When Painter first stumbled upon Gold’s photos in 2008, she was already trying to find ways to incorporate material from the Brooklyn Historical Society’s holdings into her own work. Gold, who was born in Bay Ridge in the 1930s, documented the sincerity of everyday life — musicians in the street, kids at the beach, women in the streets, couples in embrace — in diverse Brooklyn neighborhoods.
Painter said she found Gold’s photographic eye to be filled with earnestness and even innocence. Those qualities, and the racial diversity of the subjects in Gold’s work, drew her in immediately.
“Her work isn’t ironic or cynical in the way of much contemporary art, but it also isn’t sappy,” she said.
Painter has not just recreated Gold’s images — she has transformed many of them in distinct ways of her own. For instance, all Gold’s photos are in black and white, while Painter often invents non-naturalistic colors for her pieces, she said.
“I compose my compositions digitally, so they are flat and read like collages,” said Painter. “Her photos are representational, with depth and volume and perspective.
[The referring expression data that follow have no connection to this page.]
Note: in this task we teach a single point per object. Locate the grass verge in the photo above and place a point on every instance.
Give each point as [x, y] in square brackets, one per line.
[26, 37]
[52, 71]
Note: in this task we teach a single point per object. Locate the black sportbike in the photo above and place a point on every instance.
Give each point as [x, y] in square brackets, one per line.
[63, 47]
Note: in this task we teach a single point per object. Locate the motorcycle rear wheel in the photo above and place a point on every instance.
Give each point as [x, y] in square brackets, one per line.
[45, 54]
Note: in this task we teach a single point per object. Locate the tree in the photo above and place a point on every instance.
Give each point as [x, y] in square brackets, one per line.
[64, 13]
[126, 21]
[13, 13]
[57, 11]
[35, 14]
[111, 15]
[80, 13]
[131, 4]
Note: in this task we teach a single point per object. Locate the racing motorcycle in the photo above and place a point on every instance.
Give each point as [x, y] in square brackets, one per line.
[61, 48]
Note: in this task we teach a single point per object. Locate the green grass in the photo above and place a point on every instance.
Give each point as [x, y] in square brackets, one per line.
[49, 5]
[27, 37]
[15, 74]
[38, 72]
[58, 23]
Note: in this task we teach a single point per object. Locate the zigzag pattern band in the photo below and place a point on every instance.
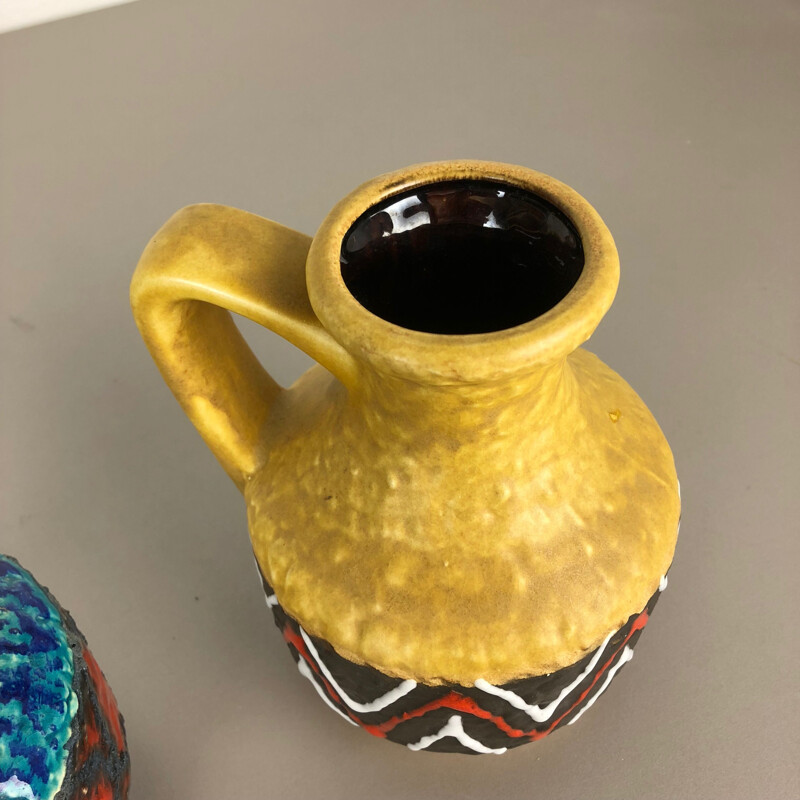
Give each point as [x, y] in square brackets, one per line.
[482, 718]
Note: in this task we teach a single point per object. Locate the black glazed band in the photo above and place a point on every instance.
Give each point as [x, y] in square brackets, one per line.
[461, 257]
[453, 718]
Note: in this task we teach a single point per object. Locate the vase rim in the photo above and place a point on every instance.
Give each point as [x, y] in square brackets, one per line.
[472, 357]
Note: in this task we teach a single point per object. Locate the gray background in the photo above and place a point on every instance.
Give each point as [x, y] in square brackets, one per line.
[677, 120]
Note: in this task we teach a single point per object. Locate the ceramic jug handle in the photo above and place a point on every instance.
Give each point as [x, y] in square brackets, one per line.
[205, 261]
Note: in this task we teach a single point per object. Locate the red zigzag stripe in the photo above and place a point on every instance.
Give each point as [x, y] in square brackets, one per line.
[457, 701]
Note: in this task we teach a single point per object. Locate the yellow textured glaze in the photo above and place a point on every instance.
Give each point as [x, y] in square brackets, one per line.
[443, 508]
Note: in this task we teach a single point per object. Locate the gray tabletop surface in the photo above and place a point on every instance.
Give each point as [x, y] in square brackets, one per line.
[677, 120]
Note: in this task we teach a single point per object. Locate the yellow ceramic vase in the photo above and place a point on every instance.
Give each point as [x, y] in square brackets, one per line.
[462, 518]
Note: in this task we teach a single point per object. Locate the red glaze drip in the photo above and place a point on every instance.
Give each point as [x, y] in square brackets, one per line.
[102, 791]
[458, 702]
[105, 697]
[91, 737]
[455, 701]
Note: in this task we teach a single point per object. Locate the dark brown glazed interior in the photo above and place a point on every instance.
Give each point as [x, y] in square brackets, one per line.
[460, 257]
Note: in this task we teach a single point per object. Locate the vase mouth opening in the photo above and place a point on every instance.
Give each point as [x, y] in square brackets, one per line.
[461, 271]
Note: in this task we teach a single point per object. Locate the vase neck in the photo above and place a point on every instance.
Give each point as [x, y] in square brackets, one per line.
[515, 406]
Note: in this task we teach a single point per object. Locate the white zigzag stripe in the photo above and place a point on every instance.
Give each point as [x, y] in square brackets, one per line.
[455, 728]
[539, 713]
[377, 704]
[542, 714]
[627, 655]
[306, 672]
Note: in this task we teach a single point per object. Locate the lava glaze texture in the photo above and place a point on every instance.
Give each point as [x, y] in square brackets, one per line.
[482, 718]
[61, 735]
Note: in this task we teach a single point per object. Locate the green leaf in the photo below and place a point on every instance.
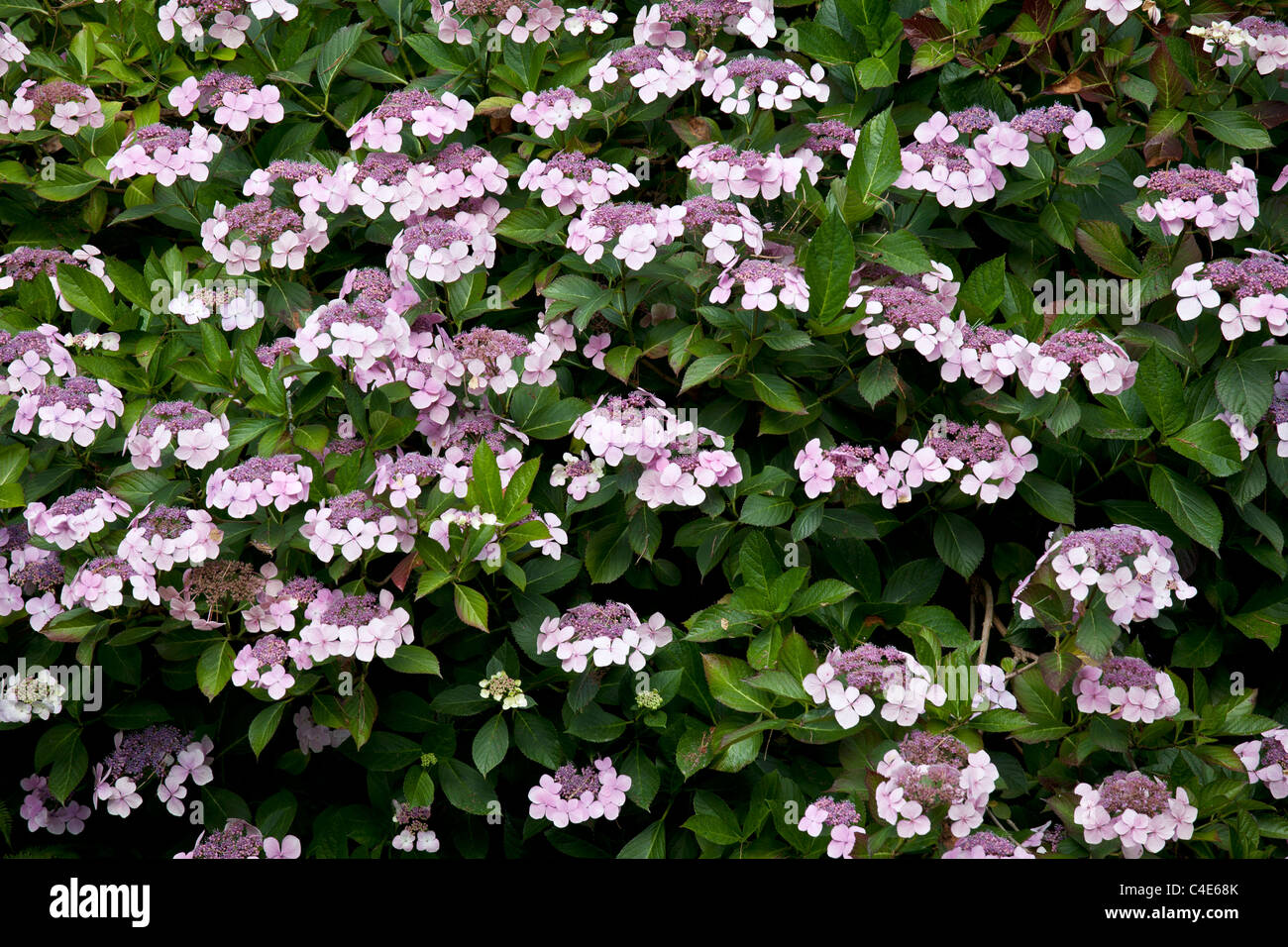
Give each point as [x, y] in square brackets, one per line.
[958, 543]
[465, 788]
[1211, 445]
[608, 554]
[214, 669]
[335, 53]
[986, 287]
[1098, 633]
[767, 510]
[1158, 382]
[648, 844]
[778, 393]
[490, 744]
[412, 659]
[725, 681]
[704, 368]
[877, 380]
[936, 624]
[1050, 499]
[485, 479]
[13, 462]
[876, 163]
[1039, 701]
[825, 591]
[1059, 221]
[1235, 128]
[537, 740]
[828, 266]
[471, 607]
[265, 725]
[1189, 506]
[595, 724]
[1245, 388]
[1104, 244]
[85, 291]
[71, 763]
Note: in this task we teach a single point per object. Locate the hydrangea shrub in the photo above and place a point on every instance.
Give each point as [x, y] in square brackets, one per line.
[846, 429]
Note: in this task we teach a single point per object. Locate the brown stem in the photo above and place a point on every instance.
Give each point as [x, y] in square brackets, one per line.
[988, 622]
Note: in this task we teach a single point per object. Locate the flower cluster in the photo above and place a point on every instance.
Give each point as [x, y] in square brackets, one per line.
[65, 106]
[1132, 567]
[1266, 761]
[1126, 688]
[746, 174]
[279, 480]
[578, 795]
[724, 226]
[958, 158]
[443, 249]
[352, 525]
[570, 179]
[849, 680]
[72, 411]
[313, 736]
[601, 634]
[765, 285]
[12, 50]
[196, 434]
[35, 692]
[428, 116]
[167, 536]
[681, 460]
[1257, 287]
[930, 774]
[739, 84]
[1104, 365]
[992, 467]
[33, 356]
[73, 518]
[235, 99]
[550, 110]
[1185, 193]
[840, 817]
[651, 71]
[166, 153]
[265, 665]
[516, 20]
[1263, 40]
[1134, 809]
[237, 304]
[226, 21]
[99, 583]
[43, 810]
[635, 231]
[665, 24]
[505, 689]
[986, 844]
[162, 753]
[361, 625]
[412, 822]
[239, 236]
[240, 839]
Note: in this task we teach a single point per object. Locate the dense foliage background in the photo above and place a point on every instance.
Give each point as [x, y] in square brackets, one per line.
[759, 575]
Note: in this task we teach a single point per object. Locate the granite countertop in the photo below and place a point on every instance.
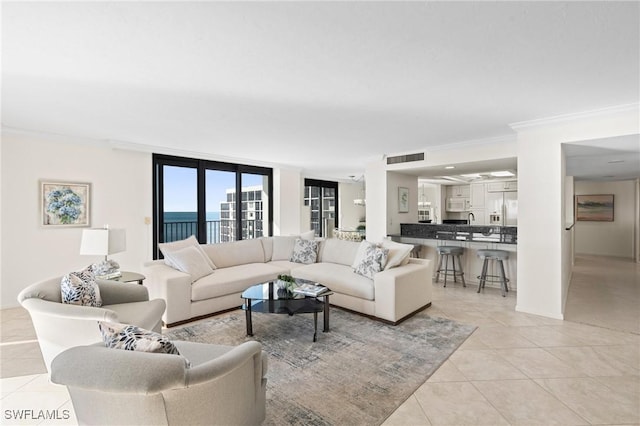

Our uses of space are very different.”
And although Painter continues to document Brooklyn in her art, the artist — who lives in Newark, New Jersey — said she is disconnected from the actual borough, because her Brooklyn resides in Lucille’s photographs — old Brooklyn.
May said the collaborative exhibition highlights how inspirational and influential the borough-bred works in the library’s collection can be.
“I have strived to build and expose a dynamic photography collection by which we can see a diverse perspective of our many versions of Brooklyn and foster more relationships like that of Nell and Lucille’s,” said May.
“She Said, She Said: Art and Inspiration in the Work of Nell Painter and Lucille Fornasieri Gold” at Brooklyn Historical Society (128 Pierrepont St. between Clinton and Henry streets in Brooklyn Heights, www.brooklynhistory.org) June 26 2014–Feb. 2015. Free.